On Sept. 20, 2017 Hurricane Maria devastated Puerto Rico — the strongest hurricane to hit the island in the last century. In the weeks after the storm, the government insisted that only a few dozen people had died, yet reporting on the ground by the Center for Investigative Journalism (CPI) suggested hundreds had perished.
With no reliable official death toll, CPI, Quartz and the AP teamed up to build a database of victims. “Hurricane Maria’s dead,” the resulting database and website co-published by the three news organizations in both English and Spanish, is the most extensive record, in both size and detail, of individuals whose deaths are associated with the hurricane, based on CDC guidelines. As far as we know it is also the only large-scale effort by a media organization to use an online survey to record natural disaster deaths. It lists victims by name and includes demographic details, such as age, place of residence, and in most cases, cause of death.

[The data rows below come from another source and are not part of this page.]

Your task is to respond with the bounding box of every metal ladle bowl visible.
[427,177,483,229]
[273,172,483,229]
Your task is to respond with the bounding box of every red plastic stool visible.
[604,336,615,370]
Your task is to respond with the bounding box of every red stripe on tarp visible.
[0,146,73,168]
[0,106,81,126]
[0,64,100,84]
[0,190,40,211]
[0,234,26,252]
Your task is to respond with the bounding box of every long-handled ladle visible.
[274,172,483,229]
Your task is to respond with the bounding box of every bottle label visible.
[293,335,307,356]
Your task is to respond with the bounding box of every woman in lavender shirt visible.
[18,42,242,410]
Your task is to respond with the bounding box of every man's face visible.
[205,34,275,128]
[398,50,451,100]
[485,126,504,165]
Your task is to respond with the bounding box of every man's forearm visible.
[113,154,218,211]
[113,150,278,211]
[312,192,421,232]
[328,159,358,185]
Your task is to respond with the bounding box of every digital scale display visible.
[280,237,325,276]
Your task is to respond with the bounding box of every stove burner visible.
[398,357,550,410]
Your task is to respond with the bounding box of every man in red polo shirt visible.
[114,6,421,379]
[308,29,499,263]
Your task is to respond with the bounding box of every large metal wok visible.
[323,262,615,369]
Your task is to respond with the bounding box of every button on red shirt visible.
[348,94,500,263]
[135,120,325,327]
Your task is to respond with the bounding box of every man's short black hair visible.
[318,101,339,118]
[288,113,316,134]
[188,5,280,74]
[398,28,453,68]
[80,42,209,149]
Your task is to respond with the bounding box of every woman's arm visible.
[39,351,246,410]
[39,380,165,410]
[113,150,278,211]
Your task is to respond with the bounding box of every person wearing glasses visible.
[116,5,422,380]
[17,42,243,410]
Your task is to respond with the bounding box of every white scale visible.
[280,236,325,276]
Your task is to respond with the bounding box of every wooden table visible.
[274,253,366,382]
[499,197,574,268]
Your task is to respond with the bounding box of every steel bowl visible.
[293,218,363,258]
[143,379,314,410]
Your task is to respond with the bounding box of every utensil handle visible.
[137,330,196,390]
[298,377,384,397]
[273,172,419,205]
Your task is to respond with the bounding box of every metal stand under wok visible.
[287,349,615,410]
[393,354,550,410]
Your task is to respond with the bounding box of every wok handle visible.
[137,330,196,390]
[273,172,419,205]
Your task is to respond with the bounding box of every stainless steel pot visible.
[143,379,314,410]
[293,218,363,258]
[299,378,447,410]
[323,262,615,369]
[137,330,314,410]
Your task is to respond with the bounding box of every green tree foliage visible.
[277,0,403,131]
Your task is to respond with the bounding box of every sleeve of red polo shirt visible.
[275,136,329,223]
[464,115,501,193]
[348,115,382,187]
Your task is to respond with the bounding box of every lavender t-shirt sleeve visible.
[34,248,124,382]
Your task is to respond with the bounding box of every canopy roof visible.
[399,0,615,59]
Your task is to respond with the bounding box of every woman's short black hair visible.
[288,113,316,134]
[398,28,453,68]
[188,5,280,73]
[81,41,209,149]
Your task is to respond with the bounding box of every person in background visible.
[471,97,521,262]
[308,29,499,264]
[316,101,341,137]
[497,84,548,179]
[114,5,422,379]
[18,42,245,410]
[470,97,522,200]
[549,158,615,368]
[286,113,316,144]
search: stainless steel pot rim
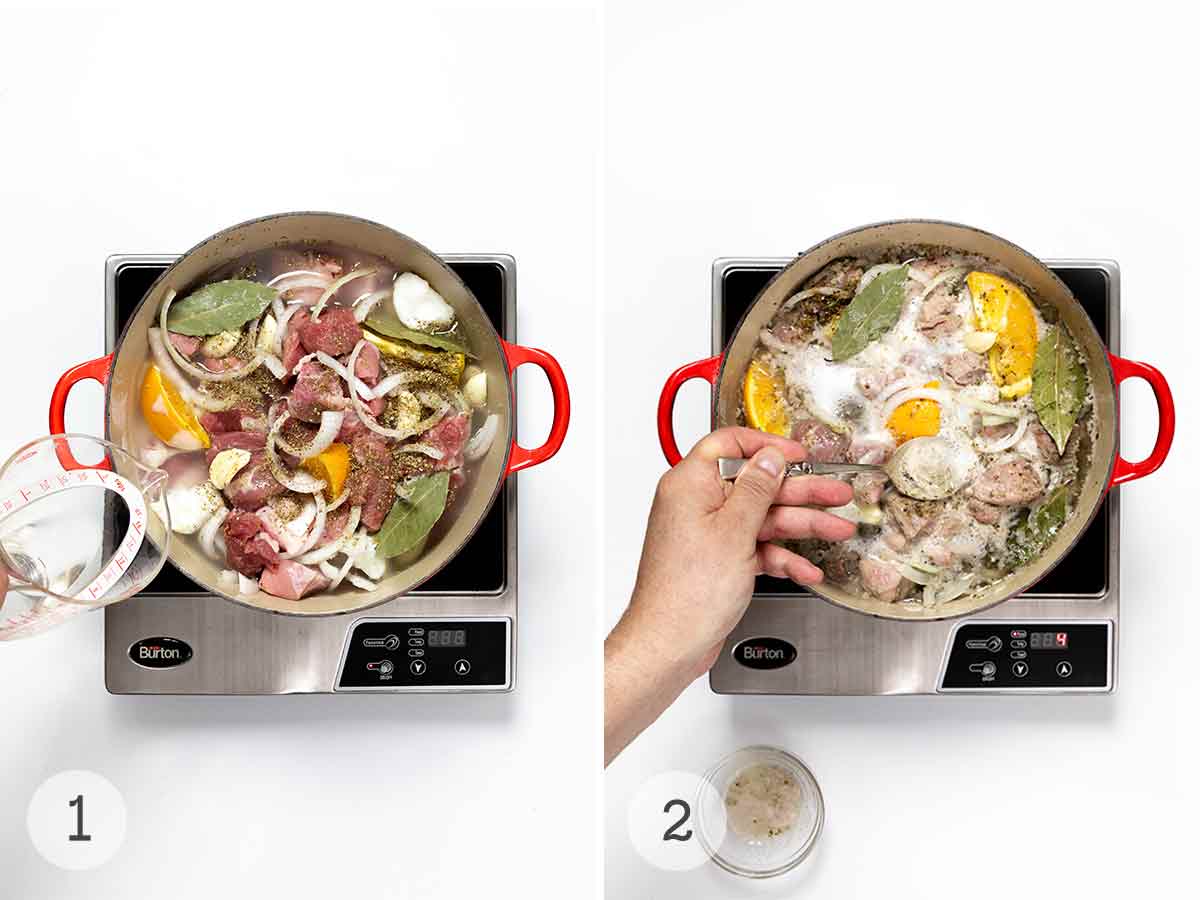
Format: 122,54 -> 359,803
712,218 -> 1120,624
104,210 -> 516,618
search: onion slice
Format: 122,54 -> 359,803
779,287 -> 845,312
854,263 -> 912,295
314,350 -> 376,400
275,304 -> 306,358
908,265 -> 967,304
263,353 -> 288,382
974,415 -> 1030,454
200,506 -> 229,559
280,493 -> 325,559
400,444 -> 445,460
312,265 -> 379,322
266,413 -> 325,493
896,563 -> 934,584
958,394 -> 1022,420
318,556 -> 354,590
296,506 -> 362,565
354,288 -> 391,322
266,269 -> 330,289
296,409 -> 346,460
462,413 -> 500,462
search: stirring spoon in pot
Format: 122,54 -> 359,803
716,437 -> 964,500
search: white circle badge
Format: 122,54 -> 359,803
626,772 -> 725,872
25,769 -> 126,871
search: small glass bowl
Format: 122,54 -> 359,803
696,746 -> 824,878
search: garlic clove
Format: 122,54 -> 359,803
462,366 -> 487,409
962,331 -> 996,353
209,448 -> 250,491
391,272 -> 454,331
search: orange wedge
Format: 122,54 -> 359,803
142,366 -> 209,450
967,272 -> 1038,400
742,359 -> 792,437
304,443 -> 350,502
887,382 -> 942,445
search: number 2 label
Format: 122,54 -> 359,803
662,799 -> 691,841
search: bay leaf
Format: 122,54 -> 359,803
362,312 -> 475,359
1008,485 -> 1070,565
376,472 -> 450,559
1033,325 -> 1087,454
167,278 -> 278,337
833,265 -> 908,362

The project started as an attempt to overcome the Puerto Rican government’s refusal to provide information about the hurricane’s death toll. It repeatedly denied requests for mortality statistics and other data and documents, such as death certificates and burial permits, that could help the public understand the extent and causes of the death toll.

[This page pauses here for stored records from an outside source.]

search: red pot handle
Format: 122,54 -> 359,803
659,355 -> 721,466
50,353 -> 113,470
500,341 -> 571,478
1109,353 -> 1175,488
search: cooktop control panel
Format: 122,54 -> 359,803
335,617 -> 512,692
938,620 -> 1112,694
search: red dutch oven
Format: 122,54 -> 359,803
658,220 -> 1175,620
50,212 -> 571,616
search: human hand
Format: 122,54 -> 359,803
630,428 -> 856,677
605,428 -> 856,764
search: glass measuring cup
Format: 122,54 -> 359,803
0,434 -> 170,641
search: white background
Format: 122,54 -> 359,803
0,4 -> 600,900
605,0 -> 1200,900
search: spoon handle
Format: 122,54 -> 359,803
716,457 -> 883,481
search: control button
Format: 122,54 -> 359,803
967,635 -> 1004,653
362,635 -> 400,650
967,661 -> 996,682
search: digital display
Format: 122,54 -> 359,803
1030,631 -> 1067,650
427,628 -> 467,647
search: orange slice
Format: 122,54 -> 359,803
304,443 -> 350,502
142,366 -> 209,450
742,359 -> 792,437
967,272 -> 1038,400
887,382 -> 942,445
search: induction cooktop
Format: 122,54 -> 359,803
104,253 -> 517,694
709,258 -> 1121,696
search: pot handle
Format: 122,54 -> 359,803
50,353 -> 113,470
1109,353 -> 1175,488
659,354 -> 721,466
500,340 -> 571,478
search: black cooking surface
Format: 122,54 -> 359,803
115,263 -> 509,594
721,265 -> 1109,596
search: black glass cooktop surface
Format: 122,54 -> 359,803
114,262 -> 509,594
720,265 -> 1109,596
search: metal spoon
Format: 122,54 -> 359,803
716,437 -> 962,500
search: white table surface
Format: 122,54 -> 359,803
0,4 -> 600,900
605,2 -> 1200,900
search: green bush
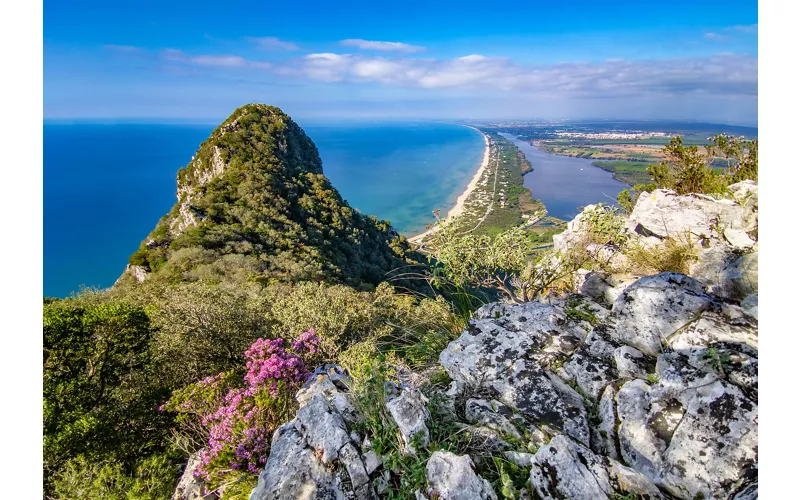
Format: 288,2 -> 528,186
53,454 -> 182,500
43,301 -> 170,491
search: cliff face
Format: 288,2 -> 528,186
233,183 -> 758,500
119,104 -> 418,286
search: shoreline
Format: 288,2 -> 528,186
408,125 -> 490,243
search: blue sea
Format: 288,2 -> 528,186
44,122 -> 484,297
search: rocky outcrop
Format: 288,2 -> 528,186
553,181 -> 758,304
172,453 -> 219,500
425,451 -> 497,500
241,182 -> 758,500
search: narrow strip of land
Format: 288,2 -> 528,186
408,127 -> 490,243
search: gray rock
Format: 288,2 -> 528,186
439,302 -> 589,443
250,422 -> 347,500
613,273 -> 713,356
426,450 -> 497,500
614,345 -> 652,380
295,395 -> 350,464
661,380 -> 758,498
530,436 -> 661,500
491,360 -> 589,444
689,240 -> 758,300
386,387 -> 431,454
172,452 -> 219,500
503,450 -> 534,468
723,227 -> 756,249
591,385 -> 619,460
339,443 -> 375,499
628,189 -> 755,238
464,399 -> 523,441
564,349 -> 619,401
362,450 -> 383,474
739,293 -> 758,320
733,483 -> 758,500
617,379 -> 667,482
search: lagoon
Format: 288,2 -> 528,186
500,133 -> 628,220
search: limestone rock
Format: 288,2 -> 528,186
250,422 -> 347,500
613,273 -> 713,356
628,189 -> 755,238
661,381 -> 758,498
172,453 -> 219,500
465,399 -> 523,441
723,227 -> 756,249
295,395 -> 350,464
564,349 -> 619,401
530,436 -> 661,500
739,293 -> 758,321
386,387 -> 431,454
426,450 -> 497,500
591,385 -> 619,460
614,345 -> 655,380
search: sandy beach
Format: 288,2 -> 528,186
408,125 -> 489,243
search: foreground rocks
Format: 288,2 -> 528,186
236,273 -> 758,500
553,181 -> 758,305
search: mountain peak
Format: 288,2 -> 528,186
119,104 -> 418,285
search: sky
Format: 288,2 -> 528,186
44,0 -> 758,125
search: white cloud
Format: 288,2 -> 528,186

It was clear early on that it would be impossible to get at the scale of the death toll through traditional reporting methods alone. So we decided to partner up. Each organization brought unique strengths to the process without which the scale and depth of the project would have been impossible to achieve. By working together, we enhanced our individual expertise in key areas of our project, such as on-the-ground reporting and data analysis, and were able to cover more ground. The collaboration also gave our project both a local and international perspective.
The first step was to reach out to the public for help with an online survey. We verified the survey deaths by matching the victims’ names with government death records that CPI eventually obtained through a lawsuit, and through more than 300 phone interviews with victims’ relatives, all of which were copy edited and translated into English and Spanish.
The project took nearly a year. It required designing and building a data collection and management system from scratch. The crowd-sourcing aspect necessitated a large-scale data validation and verification process that required automating certain tasks. We partnered with Document Cloud for hosting and information extraction.
It also involved assembling a cross-regional team of reporters from the three partners and volunteers to follow up with hundreds of grief-stricken families who’d lost loved ones. We recruited students from the Carlos Albizu University in San Juan, Interamerican University and University of Puerto Rico, who volunteered to do data extraction and conducted many of the verification calls.
We collected more than 500 cases through the online survey and 300 personal interviews, all of which were copy edited and translated into English and Spanish.